Presbia Announces Board and Management Changes and Financing Proposal to Operate Through to the End of 2018
Presbia announced that it has reordered its operational priorities to focus its resources on FDA approval as well as ongoing clinical and commercial efforts in Germany and South Korea. These actions reduce the company’s cash burn rate by eliminating pre-FDA approval marketing, manufacturing, and engineering expenses related to the post-FDA approval U.S. commercial launch of the Presbia Flexivue Microlens, according to a company news release. Presbia’s efforts are focused on the valuable intellectual property developed by the company since 2008.
In parallel, Presbia has received an investment proposal from Orchard Capital Corporation, which is affiliated with Presbia’s majority shareholder, to invest up to $5 million in the company’s preferred shares. The proposed investment, together with existing cash-on-hand and a reduced burn rate, is expected to fund Presbia’s operations for the entirety of 2018 and through the anticipated FDA approval of the Flexivue Microlens. Presbia continues to explore other financing options and plans to finalize the capital raise by mid-February 2018.
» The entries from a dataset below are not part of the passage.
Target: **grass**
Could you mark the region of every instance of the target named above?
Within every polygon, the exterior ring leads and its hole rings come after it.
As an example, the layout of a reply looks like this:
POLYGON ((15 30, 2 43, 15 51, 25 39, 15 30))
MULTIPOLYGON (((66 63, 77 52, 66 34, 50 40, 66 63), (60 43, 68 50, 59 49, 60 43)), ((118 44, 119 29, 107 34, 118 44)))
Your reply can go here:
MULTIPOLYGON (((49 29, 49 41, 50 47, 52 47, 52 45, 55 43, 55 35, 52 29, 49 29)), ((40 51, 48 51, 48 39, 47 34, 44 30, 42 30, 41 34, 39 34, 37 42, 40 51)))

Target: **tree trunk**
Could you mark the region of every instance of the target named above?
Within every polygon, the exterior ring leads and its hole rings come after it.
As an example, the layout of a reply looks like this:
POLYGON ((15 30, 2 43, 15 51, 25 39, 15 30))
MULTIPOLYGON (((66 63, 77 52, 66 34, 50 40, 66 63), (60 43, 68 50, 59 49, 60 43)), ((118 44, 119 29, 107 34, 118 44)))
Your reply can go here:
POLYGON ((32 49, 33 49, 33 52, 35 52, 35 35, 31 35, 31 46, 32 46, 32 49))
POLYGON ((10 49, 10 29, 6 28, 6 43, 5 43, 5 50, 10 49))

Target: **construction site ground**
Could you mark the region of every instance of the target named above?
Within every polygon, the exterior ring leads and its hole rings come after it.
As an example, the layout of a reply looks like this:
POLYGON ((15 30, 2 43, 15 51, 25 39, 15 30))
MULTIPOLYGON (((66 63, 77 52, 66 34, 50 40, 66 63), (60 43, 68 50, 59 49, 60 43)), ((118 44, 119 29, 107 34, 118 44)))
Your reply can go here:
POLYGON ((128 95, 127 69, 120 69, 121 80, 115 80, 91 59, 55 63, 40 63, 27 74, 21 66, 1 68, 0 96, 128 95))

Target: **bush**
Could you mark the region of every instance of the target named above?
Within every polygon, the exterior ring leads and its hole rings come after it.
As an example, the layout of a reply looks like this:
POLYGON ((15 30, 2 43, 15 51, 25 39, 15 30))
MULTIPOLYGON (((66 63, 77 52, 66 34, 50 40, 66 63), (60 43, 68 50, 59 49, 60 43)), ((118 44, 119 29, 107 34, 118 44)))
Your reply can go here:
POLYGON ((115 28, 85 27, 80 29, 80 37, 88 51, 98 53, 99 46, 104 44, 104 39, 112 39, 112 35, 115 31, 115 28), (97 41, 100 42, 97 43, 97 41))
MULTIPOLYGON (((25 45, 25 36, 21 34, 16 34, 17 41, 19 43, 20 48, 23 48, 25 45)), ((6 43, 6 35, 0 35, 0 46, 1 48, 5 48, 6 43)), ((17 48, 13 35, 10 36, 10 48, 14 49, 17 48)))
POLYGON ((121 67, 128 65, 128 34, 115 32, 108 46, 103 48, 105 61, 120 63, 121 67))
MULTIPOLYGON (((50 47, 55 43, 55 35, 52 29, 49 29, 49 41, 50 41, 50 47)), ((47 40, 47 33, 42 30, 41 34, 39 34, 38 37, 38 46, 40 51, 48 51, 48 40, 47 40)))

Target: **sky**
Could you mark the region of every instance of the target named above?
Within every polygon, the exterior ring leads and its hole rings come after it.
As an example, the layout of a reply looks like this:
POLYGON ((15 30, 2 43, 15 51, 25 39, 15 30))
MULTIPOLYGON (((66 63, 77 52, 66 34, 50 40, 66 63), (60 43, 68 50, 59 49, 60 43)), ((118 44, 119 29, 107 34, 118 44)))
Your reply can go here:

Also, the board of directors accepted the resignation of Randy Thurman, Executive Chairman, and Todd Cooper, board member, President and CEO, effective on December 11, 2017. The board of directors elected Mark Yung as Executive Chairman of the board and CEO of Presbia. Mark Yung has previous experience as chairman, CEO and senior management of various technology and manufacturing companies, where he successfully led strategy setting and execution.
“The board thanks Randy Thurman and Todd Cooper for their dedicated leadership at Presbia,” Mr. Yung said in a company news release. “This is an exciting time to join Presbia as it advances through to its final PMA module submission, and to assist in making the Flexivue Microlens available as an FDA-approved optical lens implant to over 1.8 billion presbyopes globally.”
This press release does not constitute an offer to sell or the solicitation of an offer to buy these securities, nor will there be any sale of these securities in any state or other jurisdiction in which such offer, solicitation or sale would be unlawful prior to registration or qualification under the securities laws of any such state or jurisdiction.